Is there a method to control the number of spouts in apache storm?

46 Views Asked by At

On declaration of a topology in Apache Storm, is there a way to control how many instances per machine are used?

TopologyBuilder builder = new TopologyBuilder();

builder.setSpout("myspout", new MyDoSomethingOnTheHost(), 5);  

In the examples and the API documentation, the limit seems to be only a per topology count, but for my desired case, I would like to assure that the spouts do a task on each host and each host exactly.

As far as I understand it, even in the case of 5 machines in the above example, there seems to be no way to control how many spouts are launched per machine and in the worst case, all 5 spouts would be executed on one host.

2

There are 2 best solutions below

0
Vitos On BEST ANSWER

The straight answer to the topic - is "No". But here are some workarounds:

  1. The number of spouts is set when you start topology. There is no way to change it programmatically after the start. You can stop topology by "kill" and restart it again with a new config. This can be done with the cmd line storm kill topology-name [-w wait-time-secs] and controlled outside your topologies.

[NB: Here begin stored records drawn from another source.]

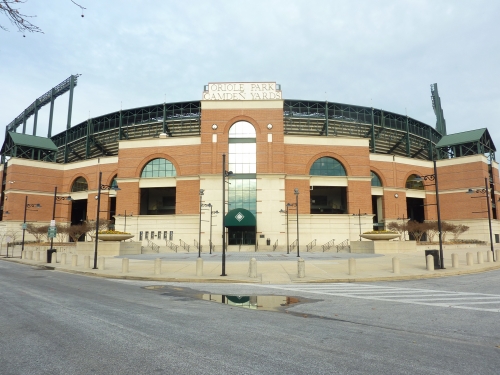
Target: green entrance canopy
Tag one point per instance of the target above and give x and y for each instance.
(239, 217)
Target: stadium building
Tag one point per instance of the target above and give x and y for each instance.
(301, 172)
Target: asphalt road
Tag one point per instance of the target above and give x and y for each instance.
(57, 323)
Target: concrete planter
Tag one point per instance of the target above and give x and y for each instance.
(380, 236)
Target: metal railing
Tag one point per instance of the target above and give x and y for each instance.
(184, 245)
(310, 245)
(275, 245)
(342, 245)
(328, 245)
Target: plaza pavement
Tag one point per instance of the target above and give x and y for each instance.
(274, 267)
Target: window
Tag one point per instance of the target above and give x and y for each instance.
(375, 179)
(327, 166)
(158, 168)
(80, 184)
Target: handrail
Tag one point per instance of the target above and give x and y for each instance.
(310, 245)
(184, 245)
(342, 245)
(275, 245)
(328, 245)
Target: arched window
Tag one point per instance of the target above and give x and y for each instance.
(80, 184)
(413, 183)
(158, 168)
(376, 179)
(327, 166)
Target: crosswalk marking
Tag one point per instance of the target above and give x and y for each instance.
(428, 297)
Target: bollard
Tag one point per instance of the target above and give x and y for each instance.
(470, 259)
(395, 265)
(479, 257)
(252, 268)
(430, 262)
(352, 266)
(199, 267)
(158, 266)
(125, 264)
(301, 268)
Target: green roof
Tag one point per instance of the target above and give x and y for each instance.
(462, 138)
(33, 141)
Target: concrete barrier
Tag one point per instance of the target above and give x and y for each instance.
(199, 267)
(470, 259)
(252, 268)
(430, 262)
(480, 257)
(301, 268)
(352, 266)
(158, 266)
(395, 265)
(125, 265)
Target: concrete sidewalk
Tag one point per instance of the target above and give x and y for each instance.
(275, 268)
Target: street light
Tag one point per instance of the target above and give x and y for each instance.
(26, 206)
(224, 175)
(100, 187)
(434, 177)
(486, 191)
(53, 221)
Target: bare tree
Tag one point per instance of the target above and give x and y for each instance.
(10, 8)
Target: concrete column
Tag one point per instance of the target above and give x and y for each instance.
(252, 268)
(430, 262)
(301, 268)
(395, 265)
(125, 264)
(470, 259)
(352, 266)
(158, 266)
(199, 267)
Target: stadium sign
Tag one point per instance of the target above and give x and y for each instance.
(242, 91)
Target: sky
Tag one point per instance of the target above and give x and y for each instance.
(378, 53)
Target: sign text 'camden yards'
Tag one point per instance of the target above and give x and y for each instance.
(242, 91)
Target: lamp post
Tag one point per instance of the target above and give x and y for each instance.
(26, 206)
(53, 221)
(434, 177)
(99, 188)
(224, 175)
(287, 237)
(486, 191)
(199, 227)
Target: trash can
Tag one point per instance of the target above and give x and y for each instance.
(435, 255)
(49, 255)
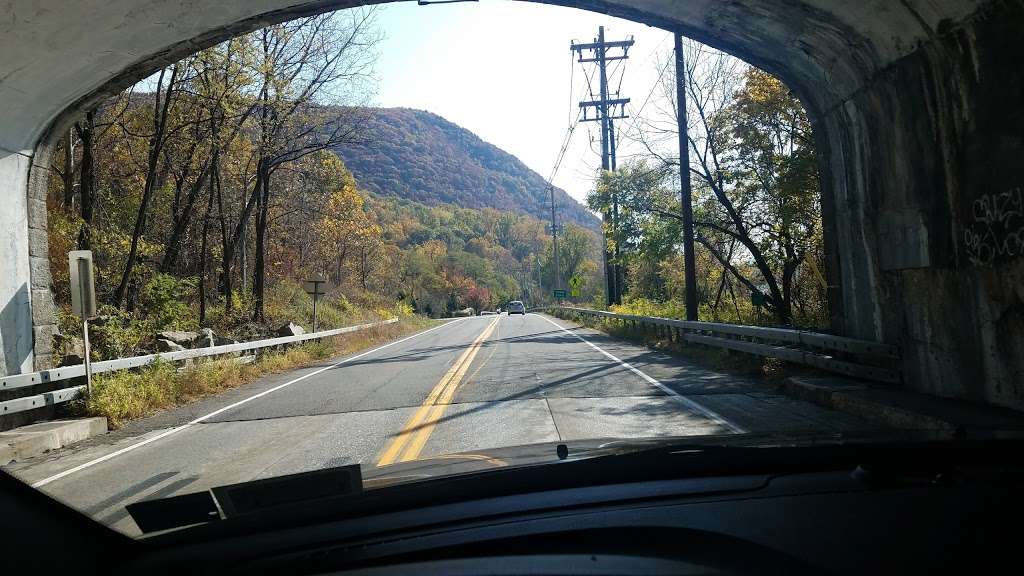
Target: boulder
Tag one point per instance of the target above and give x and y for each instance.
(163, 344)
(186, 339)
(206, 338)
(291, 329)
(74, 350)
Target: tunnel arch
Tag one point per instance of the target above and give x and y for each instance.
(889, 87)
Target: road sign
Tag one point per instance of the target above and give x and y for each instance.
(83, 301)
(83, 291)
(312, 288)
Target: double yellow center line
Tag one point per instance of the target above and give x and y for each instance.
(408, 445)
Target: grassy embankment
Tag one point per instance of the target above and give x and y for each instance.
(126, 395)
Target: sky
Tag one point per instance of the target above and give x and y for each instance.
(503, 69)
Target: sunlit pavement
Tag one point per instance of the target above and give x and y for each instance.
(470, 384)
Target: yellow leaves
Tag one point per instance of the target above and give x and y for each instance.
(763, 87)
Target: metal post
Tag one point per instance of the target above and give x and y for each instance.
(557, 283)
(312, 288)
(315, 297)
(88, 361)
(686, 192)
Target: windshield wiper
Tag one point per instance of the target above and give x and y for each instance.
(247, 497)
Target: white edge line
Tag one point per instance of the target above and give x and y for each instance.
(715, 416)
(175, 429)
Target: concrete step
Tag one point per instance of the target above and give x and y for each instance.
(900, 408)
(26, 442)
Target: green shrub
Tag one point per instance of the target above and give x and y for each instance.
(164, 302)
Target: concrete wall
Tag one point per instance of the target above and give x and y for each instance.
(927, 163)
(915, 106)
(15, 298)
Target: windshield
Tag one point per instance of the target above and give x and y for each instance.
(400, 235)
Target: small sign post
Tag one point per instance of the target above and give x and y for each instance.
(312, 288)
(83, 301)
(574, 283)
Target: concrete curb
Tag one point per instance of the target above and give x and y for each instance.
(33, 440)
(842, 395)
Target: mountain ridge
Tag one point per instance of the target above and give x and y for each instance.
(421, 156)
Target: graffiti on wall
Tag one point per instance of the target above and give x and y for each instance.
(996, 232)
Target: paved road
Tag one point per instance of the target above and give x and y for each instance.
(468, 384)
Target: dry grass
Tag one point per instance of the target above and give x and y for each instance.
(133, 394)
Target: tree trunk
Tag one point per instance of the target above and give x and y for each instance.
(259, 271)
(87, 178)
(205, 253)
(174, 243)
(161, 110)
(69, 173)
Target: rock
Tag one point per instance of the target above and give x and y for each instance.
(291, 329)
(186, 339)
(163, 344)
(72, 347)
(206, 338)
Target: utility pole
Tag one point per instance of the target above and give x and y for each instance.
(686, 192)
(606, 110)
(556, 283)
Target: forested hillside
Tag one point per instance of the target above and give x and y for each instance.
(423, 157)
(209, 193)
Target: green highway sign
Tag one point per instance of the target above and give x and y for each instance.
(757, 298)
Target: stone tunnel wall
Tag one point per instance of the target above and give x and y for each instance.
(936, 144)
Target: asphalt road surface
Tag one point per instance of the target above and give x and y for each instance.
(468, 384)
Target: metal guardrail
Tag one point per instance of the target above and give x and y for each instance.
(78, 370)
(861, 359)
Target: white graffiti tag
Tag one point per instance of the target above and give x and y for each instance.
(997, 230)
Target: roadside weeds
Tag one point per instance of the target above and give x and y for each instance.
(127, 395)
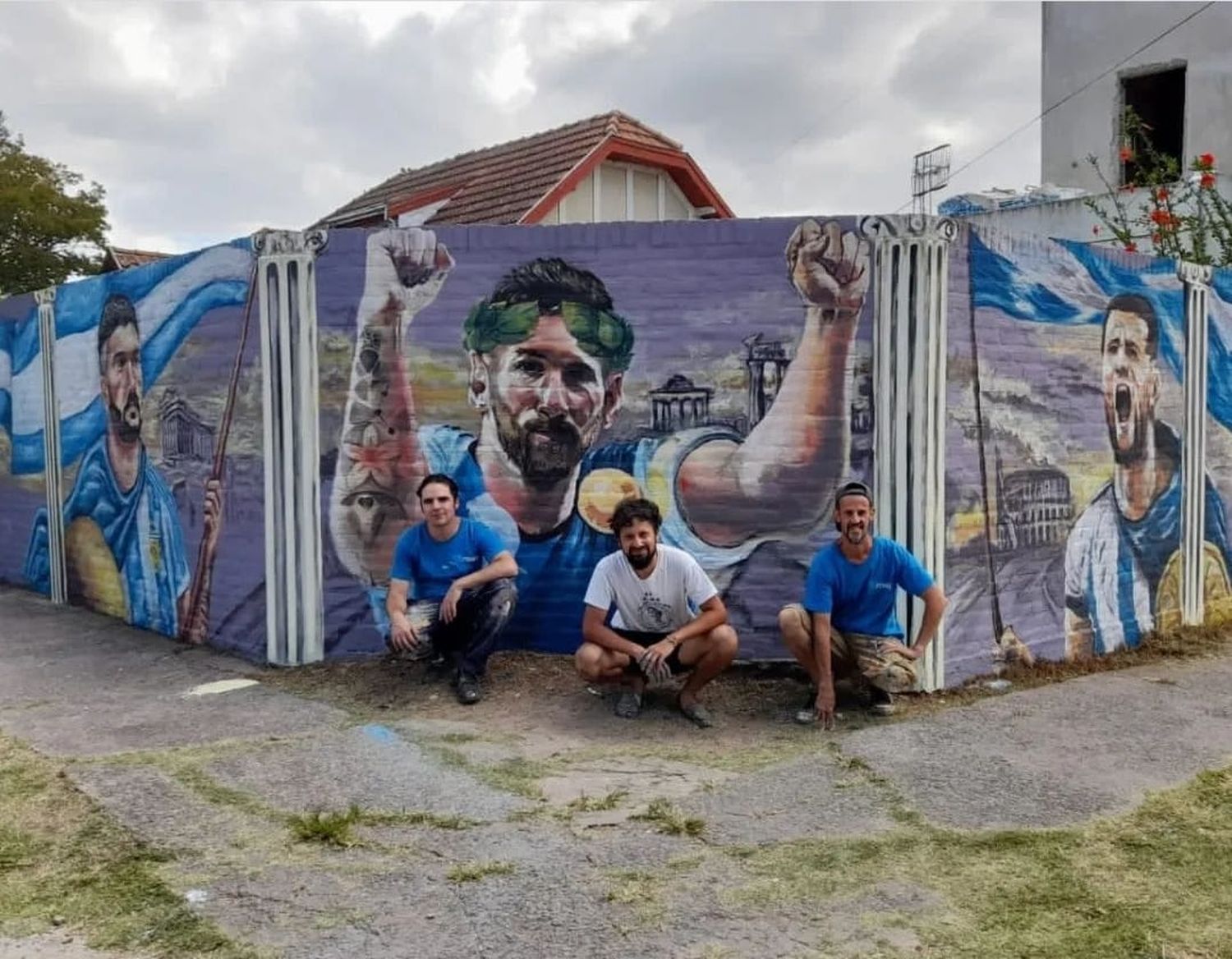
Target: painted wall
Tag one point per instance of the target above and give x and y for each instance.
(719, 392)
(1076, 528)
(143, 367)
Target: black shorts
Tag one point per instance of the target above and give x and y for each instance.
(650, 639)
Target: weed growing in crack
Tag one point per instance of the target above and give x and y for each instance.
(477, 870)
(668, 819)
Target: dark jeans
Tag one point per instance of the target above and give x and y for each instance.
(471, 638)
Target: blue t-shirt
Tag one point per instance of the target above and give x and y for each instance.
(140, 527)
(862, 597)
(431, 567)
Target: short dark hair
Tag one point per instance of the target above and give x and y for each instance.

  2. You can start more spouts when needed at the start and use the deactivate() and activate() methods of ISpout interface. This can be controlled programmatically by topology itself. The Storm does not use deactivated spouts and doesn't send nextTuple() requests to them, spouts remain in memory and can be activated instantly. This works great for the cold start of a large topology with a hundred workers.

To my best experience, spouts aren't bottlenecks, it's always bolts, especially in large and indirect topologies. Someone suddenly died without handling the exception, someone is working slowly because the source is not responding, and you see a performance graph in the form of a hairbrush with an interval between teeth equal to topology.message.timeout.secs.

0
moosehead42 On

To my best knowledge, Apache Storm uses a round-robin placement scheme natively. So if you have only these 5 spouts and 5 hosts it should work as desired. However, as you will probably have more bolts, things become more complicated as it is unclear how Storm internally builds its list for distributing bolts and spouts. A naive first thing you can do is try to see how it distributes the operators.

Moreover, if you really want to ensure your desired mapping, Storm offers (in contrast to Flink) to implement its own scheduler by implementing the IScheduler interface. Here you can build your custom logics on how to distribute operators.